Speaker Change: Those statements are subject to risks and uncertainties that could cause actual and anticipated results to differ. The company undertakes no obligation to update any forward-looking statement.
Speaker Change: Please refer to the cautionary language in the earnings release, investor presentation, and in the company's filings with the Securities and Exchange Commission, including our most recent filings, for additional information covering factors that could cause actual and anticipated results to differ materially from the forward-looking statement.
Speaker Change: Additionally, today we will be discussing certain non-GAAP financial measures on this call. References to non-GAAP measures are provided to assist you in understanding the company's results and performance trends, particularly in competitive analysis.
Speaker Change: Reconciliation for such non-GAAP measures are included in the earnings release and the appendix of the investor presentation.
Speaker Change: Included in the non-GAAP measures, this quarter we will begin reporting an adjusted net interest margin, including contractual rate-related card processing expenses associated with deposits that are on the company's balance sheet.
Speaker Change: All mentions of adjusted net interest margin on this call will refer to the updated metric. This will replace our previously reported adjusted net interest margin, which included contractual rate-related car processing expenses associated with all deposits, including custodial deposits.

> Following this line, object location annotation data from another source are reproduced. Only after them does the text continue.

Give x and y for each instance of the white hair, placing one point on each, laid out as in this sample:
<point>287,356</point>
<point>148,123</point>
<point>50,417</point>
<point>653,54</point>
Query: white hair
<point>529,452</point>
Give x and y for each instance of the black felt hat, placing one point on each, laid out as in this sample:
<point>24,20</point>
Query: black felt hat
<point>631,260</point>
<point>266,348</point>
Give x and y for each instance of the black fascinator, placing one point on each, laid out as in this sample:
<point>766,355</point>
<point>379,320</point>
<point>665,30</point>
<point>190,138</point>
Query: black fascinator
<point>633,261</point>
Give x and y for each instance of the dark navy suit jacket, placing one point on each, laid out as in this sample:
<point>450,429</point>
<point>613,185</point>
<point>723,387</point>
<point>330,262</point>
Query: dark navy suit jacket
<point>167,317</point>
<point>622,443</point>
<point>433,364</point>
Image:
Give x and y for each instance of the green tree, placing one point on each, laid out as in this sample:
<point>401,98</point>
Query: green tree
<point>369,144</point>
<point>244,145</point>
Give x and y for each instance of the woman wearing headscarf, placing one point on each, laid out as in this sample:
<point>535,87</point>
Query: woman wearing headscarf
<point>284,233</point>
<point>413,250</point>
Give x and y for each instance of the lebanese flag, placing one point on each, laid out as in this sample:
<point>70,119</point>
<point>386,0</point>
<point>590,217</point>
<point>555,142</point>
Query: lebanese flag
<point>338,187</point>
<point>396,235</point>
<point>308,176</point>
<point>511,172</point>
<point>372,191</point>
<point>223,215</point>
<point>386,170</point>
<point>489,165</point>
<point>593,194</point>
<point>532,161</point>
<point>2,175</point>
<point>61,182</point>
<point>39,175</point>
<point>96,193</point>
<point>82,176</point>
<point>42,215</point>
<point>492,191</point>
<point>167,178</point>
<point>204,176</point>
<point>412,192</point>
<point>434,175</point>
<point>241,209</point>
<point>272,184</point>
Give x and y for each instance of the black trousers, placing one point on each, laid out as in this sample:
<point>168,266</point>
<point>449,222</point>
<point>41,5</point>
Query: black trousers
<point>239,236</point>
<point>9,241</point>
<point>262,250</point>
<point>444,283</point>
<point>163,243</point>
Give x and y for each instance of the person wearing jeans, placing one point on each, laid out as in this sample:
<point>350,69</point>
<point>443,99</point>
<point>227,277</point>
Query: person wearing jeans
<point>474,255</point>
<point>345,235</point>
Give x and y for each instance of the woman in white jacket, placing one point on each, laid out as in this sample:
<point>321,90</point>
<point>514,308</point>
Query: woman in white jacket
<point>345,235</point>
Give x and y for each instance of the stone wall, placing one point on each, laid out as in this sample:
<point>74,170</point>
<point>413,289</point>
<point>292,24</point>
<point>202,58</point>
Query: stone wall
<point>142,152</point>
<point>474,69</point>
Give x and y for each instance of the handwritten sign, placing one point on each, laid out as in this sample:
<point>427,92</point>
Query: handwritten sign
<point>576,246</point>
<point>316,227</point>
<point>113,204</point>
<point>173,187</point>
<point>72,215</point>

Speaker Change: You will find this adjusted net interest margin measure included in our non-GAAP reconciliations in the earnings release and the supplemental slides that were filed today in conjunction with the earnings release.
Speaker Change: Finally, all time periods referenced are fiscal quarters and fiscal years, and all comparisons are to the prior year period, unless otherwise noted. Now let me turn the call over to Brett Pharr, our CEO.
Brett Pharr: Thanks Darby and welcome everyone to our earnings conference call. Fiscal 2025 has started out well. During the quarter we made good progress against the strategy we laid out last year.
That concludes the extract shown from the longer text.